[社説]自民裏金疑惑 首相は国会で説明せよ

政治とカネを巡り、新たな疑惑が浮上している。 自民党の最大派閥・安倍派(清和政策研究会)の政治資金パーティーで、パーティー券の販売ノルマを超えた売り上げを政治資金収支報告書に記載せず、集めた議員に還流させる「キックバック」を続けてきたことが表面化した。 「裏金」は2022年までの5年間で1億円以上とされる。受け取った議員は少なくとも10人以上、うち数人は1千万円を超えていた可能性がある。東京地検特捜部が政治資金規正法違反の不記載、虚偽記入の疑いで調べている。 二階派(志帥会)でもノルマを超えた分の収入を記載していなかった。還流分は派閥の支出、議員側の収入として記載していたという。 いずれにしても派閥と議員側がそれぞれの収支報告書に適正に記載すれば法的な問題はないはずである。
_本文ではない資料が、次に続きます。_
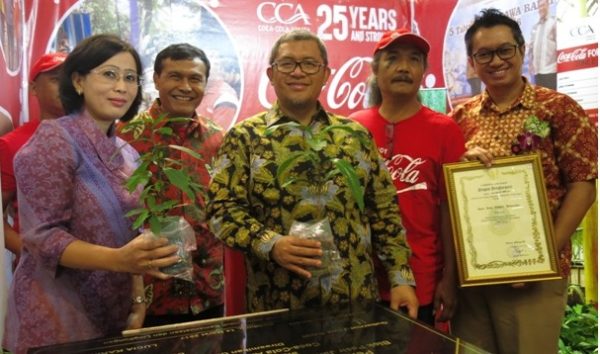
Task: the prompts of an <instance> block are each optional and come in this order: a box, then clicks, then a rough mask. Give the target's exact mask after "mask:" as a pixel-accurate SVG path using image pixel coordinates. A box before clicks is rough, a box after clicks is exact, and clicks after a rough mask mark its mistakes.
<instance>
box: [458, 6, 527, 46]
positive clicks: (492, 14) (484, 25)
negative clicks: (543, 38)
mask: <svg viewBox="0 0 600 354" xmlns="http://www.w3.org/2000/svg"><path fill="white" fill-rule="evenodd" d="M499 25H503V26H507V27H508V28H510V30H511V32H512V34H513V38H514V39H515V41H516V42H517V45H518V46H519V48H520V47H522V46H523V45H524V44H525V39H524V38H523V32H521V27H519V24H518V23H517V21H515V20H513V19H512V18H510V17H508V16H506V15H505V14H503V13H502V12H501V11H500V10H498V9H494V8H490V9H483V10H481V12H480V14H479V15H475V21H473V24H471V26H470V27H469V29H468V30H467V32H466V33H465V45H466V46H467V55H468V56H471V55H472V54H473V36H474V35H475V32H477V31H478V30H479V29H480V28H482V27H483V28H490V27H494V26H499Z"/></svg>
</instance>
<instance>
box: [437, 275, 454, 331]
mask: <svg viewBox="0 0 600 354" xmlns="http://www.w3.org/2000/svg"><path fill="white" fill-rule="evenodd" d="M456 293H457V291H456V279H454V277H448V276H446V277H442V280H440V282H439V283H438V285H437V287H436V288H435V294H434V296H433V309H434V310H435V312H436V317H437V318H436V319H437V320H438V321H440V322H445V321H448V320H450V319H451V318H452V316H454V311H455V310H456V297H457V294H456Z"/></svg>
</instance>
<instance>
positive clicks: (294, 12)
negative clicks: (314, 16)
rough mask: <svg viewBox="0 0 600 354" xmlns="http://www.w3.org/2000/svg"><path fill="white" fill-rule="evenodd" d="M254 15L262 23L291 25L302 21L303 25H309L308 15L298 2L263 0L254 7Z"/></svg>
mask: <svg viewBox="0 0 600 354" xmlns="http://www.w3.org/2000/svg"><path fill="white" fill-rule="evenodd" d="M256 16H257V17H258V19H259V20H261V21H262V22H263V23H269V24H273V23H281V24H284V25H291V24H293V23H295V22H298V21H302V22H303V23H304V25H305V26H308V25H310V22H309V17H308V15H307V14H306V12H304V9H302V5H300V4H290V3H279V4H278V3H276V2H274V1H271V2H263V3H261V4H259V5H258V6H257V7H256Z"/></svg>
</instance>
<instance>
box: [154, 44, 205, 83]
mask: <svg viewBox="0 0 600 354" xmlns="http://www.w3.org/2000/svg"><path fill="white" fill-rule="evenodd" d="M196 58H198V59H200V60H202V62H203V63H204V66H205V67H206V79H208V76H209V75H210V61H209V60H208V57H207V56H206V53H204V51H203V50H202V49H200V48H198V47H194V46H193V45H191V44H189V43H177V44H171V45H170V46H168V47H166V48H165V49H163V50H161V51H160V52H159V53H158V54H156V58H155V59H154V73H155V74H157V75H160V73H161V72H162V69H163V62H164V61H165V60H166V59H171V60H194V59H196Z"/></svg>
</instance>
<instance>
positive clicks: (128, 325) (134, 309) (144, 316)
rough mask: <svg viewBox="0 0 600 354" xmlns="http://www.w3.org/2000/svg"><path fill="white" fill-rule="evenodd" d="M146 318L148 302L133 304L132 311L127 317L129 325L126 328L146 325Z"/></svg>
mask: <svg viewBox="0 0 600 354" xmlns="http://www.w3.org/2000/svg"><path fill="white" fill-rule="evenodd" d="M145 318H146V304H145V303H141V304H133V305H131V311H130V312H129V317H127V325H126V326H125V329H138V328H142V327H143V326H144V319H145Z"/></svg>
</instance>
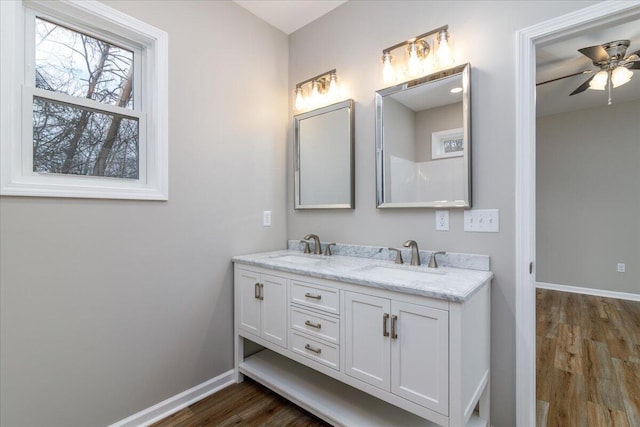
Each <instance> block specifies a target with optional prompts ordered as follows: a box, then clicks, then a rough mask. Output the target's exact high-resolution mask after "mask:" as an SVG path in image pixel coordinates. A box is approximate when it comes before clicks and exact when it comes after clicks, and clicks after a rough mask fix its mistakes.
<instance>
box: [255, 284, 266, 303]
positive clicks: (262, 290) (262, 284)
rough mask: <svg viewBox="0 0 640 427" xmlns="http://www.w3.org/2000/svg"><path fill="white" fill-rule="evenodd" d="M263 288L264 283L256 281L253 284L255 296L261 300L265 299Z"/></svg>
mask: <svg viewBox="0 0 640 427" xmlns="http://www.w3.org/2000/svg"><path fill="white" fill-rule="evenodd" d="M263 289H264V285H263V284H262V283H258V282H256V284H255V285H253V296H254V297H255V299H259V300H263V299H264V294H263V292H264V291H263Z"/></svg>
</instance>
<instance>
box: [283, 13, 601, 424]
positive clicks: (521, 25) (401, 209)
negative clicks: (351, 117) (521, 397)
mask: <svg viewBox="0 0 640 427" xmlns="http://www.w3.org/2000/svg"><path fill="white" fill-rule="evenodd" d="M593 3H594V2H590V1H553V2H542V1H518V2H475V1H456V2H449V1H447V2H427V1H424V2H422V1H421V2H417V1H350V2H347V3H346V4H344V5H342V6H340V7H339V8H337V9H335V10H334V11H332V12H331V13H329V14H328V15H326V16H324V17H322V18H321V19H319V20H317V21H315V22H312V23H311V24H309V25H308V26H306V27H304V28H302V29H301V30H299V31H297V32H295V33H294V34H292V36H291V37H290V45H289V57H290V65H289V88H290V92H291V91H292V90H293V87H294V85H295V83H296V82H300V81H302V80H305V79H307V78H309V77H311V76H314V75H316V74H318V73H319V72H322V71H324V70H328V69H331V68H337V70H338V74H339V76H340V79H341V82H345V84H346V85H347V86H348V89H349V90H350V95H349V96H350V97H352V98H354V100H355V102H356V106H355V115H356V117H355V119H356V209H355V210H353V211H351V210H349V211H330V212H327V211H322V212H320V211H304V212H303V211H294V210H293V199H292V197H291V196H292V194H293V189H292V182H291V181H292V180H287V185H288V191H287V194H288V199H287V209H288V215H287V235H288V238H290V239H299V238H301V237H302V236H304V235H305V234H306V233H310V232H314V233H317V234H319V235H320V237H321V238H322V239H323V240H325V241H335V242H350V243H357V244H371V245H380V246H398V245H400V244H401V243H402V242H403V241H404V240H406V239H409V238H411V239H415V240H417V241H418V243H419V244H420V246H421V248H423V249H432V250H433V249H443V250H447V251H452V252H471V253H481V254H487V255H490V256H491V268H492V270H493V271H494V273H495V280H494V281H493V287H492V311H493V312H492V319H491V320H492V332H491V338H492V344H491V347H492V352H491V357H492V378H491V381H492V384H491V390H492V397H493V399H492V423H493V424H494V425H495V426H497V427H509V426H513V425H515V316H514V310H515V307H514V305H515V286H514V284H515V269H514V252H515V244H514V240H515V235H514V230H515V224H514V198H515V186H514V181H515V162H514V159H515V146H514V139H515V128H514V123H515V105H516V99H515V59H514V55H515V31H516V30H518V29H520V28H524V27H527V26H530V25H533V24H536V23H538V22H541V21H544V20H547V19H550V18H553V17H556V16H559V15H562V14H564V13H567V12H569V11H573V10H577V9H580V8H582V7H585V6H588V5H590V4H593ZM444 24H449V27H450V29H451V32H452V33H453V35H454V37H455V47H456V58H457V62H467V61H468V62H470V63H471V65H472V66H473V70H472V74H473V76H472V79H473V81H472V85H473V100H472V102H473V114H472V123H473V129H472V132H473V148H472V150H473V151H472V155H473V170H472V179H473V200H474V207H476V208H498V209H500V219H501V224H500V233H498V234H478V233H465V232H463V231H462V224H463V215H462V211H457V210H456V211H451V216H450V226H451V231H449V232H436V231H435V230H434V223H435V219H434V211H433V210H429V209H400V210H398V209H393V210H377V209H376V208H375V206H376V204H375V164H374V159H375V132H374V122H375V104H374V93H375V91H376V90H379V89H381V88H382V87H383V84H382V81H381V80H382V79H381V65H380V57H381V55H382V49H384V48H386V47H388V46H392V45H393V44H395V43H398V42H400V41H402V40H405V39H407V38H409V37H412V36H415V35H416V34H420V33H423V32H425V31H428V30H430V29H432V28H436V27H439V26H441V25H444ZM319 41H321V42H319ZM290 103H291V104H293V99H291V100H290ZM289 114H290V117H291V116H292V115H293V110H292V109H290V112H289ZM291 141H292V136H291V135H290V137H289V147H288V151H287V171H288V172H287V173H288V176H292V173H293V172H292V150H291Z"/></svg>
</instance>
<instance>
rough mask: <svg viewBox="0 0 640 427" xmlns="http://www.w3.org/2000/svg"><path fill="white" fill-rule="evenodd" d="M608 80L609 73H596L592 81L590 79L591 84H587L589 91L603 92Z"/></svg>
mask: <svg viewBox="0 0 640 427" xmlns="http://www.w3.org/2000/svg"><path fill="white" fill-rule="evenodd" d="M608 78H609V73H607V72H606V71H605V70H602V71H598V73H597V74H596V75H595V76H593V79H591V83H589V89H594V90H604V88H605V86H606V85H607V79H608Z"/></svg>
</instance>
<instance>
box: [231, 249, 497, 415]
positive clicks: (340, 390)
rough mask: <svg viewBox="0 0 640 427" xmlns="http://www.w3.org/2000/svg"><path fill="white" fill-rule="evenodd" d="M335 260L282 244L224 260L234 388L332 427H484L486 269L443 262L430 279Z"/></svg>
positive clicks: (392, 264)
mask: <svg viewBox="0 0 640 427" xmlns="http://www.w3.org/2000/svg"><path fill="white" fill-rule="evenodd" d="M333 253H334V255H332V256H324V255H314V254H305V253H303V250H302V246H300V245H299V244H298V242H295V241H290V242H289V250H282V251H274V252H266V253H259V254H253V255H243V256H236V257H234V258H233V262H234V264H235V266H234V287H235V332H234V336H235V369H236V373H237V375H238V377H237V380H238V381H241V380H242V376H243V375H247V376H249V377H251V378H253V379H254V380H256V381H258V382H260V383H262V384H264V385H265V386H267V387H269V388H270V389H272V390H274V391H275V392H277V393H279V394H281V395H283V396H284V397H286V398H287V399H289V400H291V401H292V402H294V403H296V404H298V405H299V406H301V407H303V408H304V409H306V410H308V411H309V412H311V413H313V414H315V415H317V416H319V417H320V418H323V419H325V420H326V421H328V422H329V423H331V424H334V425H349V426H379V425H388V426H436V425H438V426H452V427H453V426H476V425H477V426H487V425H488V420H489V365H490V357H489V354H490V336H489V333H490V301H491V297H490V281H491V278H492V276H493V275H492V273H491V272H490V271H489V259H488V257H486V256H482V255H466V254H444V255H440V256H439V257H438V263H439V264H440V267H438V268H429V267H425V266H409V265H400V264H395V263H394V259H395V258H396V255H395V253H394V252H392V251H391V250H389V249H387V248H376V247H369V246H351V245H343V244H338V245H336V246H334V247H333ZM406 256H408V257H410V254H409V253H408V252H407V253H406ZM420 256H421V258H424V259H425V260H426V259H429V256H430V253H428V252H423V251H420ZM405 258H406V257H405ZM461 267H462V268H461Z"/></svg>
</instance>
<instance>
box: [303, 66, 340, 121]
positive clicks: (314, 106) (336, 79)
mask: <svg viewBox="0 0 640 427" xmlns="http://www.w3.org/2000/svg"><path fill="white" fill-rule="evenodd" d="M305 93H306V96H305ZM295 94H296V98H295V108H296V110H298V111H301V110H306V109H314V108H318V107H320V106H323V105H328V104H331V103H333V102H336V101H338V99H339V98H340V87H339V85H338V74H337V73H336V69H335V68H334V69H333V70H329V71H325V72H324V73H322V74H318V75H317V76H315V77H312V78H310V79H307V80H305V81H303V82H300V83H298V84H296V91H295Z"/></svg>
誰からもらったか、何に使ったか、を隠す意図があったのではないかと怪しまれても仕方ない。 安倍派の事務総長は昨年8月から高木毅国対委員長が務めている。それ以前は西村康稔経済産業相、松野博一官房長官と現政権の閣僚らが歴任してきた。捜査を待たず、自らに向けられた疑惑について説明する責任がある。 自民党派閥のパーティーでは、18~21年の5派閥の収支報告書に計約4千万円の過少記載があったと学者が刑事告発し、各派が修正した。 議員への還流は、安倍派や二階派にとどまるだろうか。党総裁の岸田文雄首相は、党を挙げた検証と実態解明を指示すべきだ。■ ■ 政治資金規正法では、1回で20万円以下ならパーティー券の購入者・団体名を収支報告書に記載する義務はない。年間5万円超で記載義務が生じる通常の献金と比べ、透明性が格段に低い。 政治家個人には禁止されている企業・団体献金が、パーティー券購入の形で政党や支部を経由し、個人に行き着く「抜け道」は、長く指摘されてきた。国会議員が自身を代表とする政党支部をつくり、それが献金の受け皿となる。この手法は地方議員にも広がっている。 こうした構図は領収書のいらない「裏金」の温床となり、地域の利権構造を形作っている。よりいっそう厳しい目を向けなければならない。 パーティー券の購入者と金額を全て記載するのはもちろん、「抜け道」を含む企業・団体献金を全面禁止するなど政治資金規正法の改正に向けた議論が不可欠である。■ ■ 野党側は「リクルート以来の大疑獄事件になってもおかしくない」と、追及の構えを強めている。 8日には衆参両院予算委員会で、岸田首相が出席して集中審議が開かれる。裏金づくりの慣例が事実であれば、不正が常態化していたことになる。何のために、どのような経緯でそうなったのか。国会で明らかにすべきだ。 うみを出し切り、収入と支出の透明性を確保することで、政治資金を国民の不断の監視と批判の下に置くという根幹に立ち返らなければならない。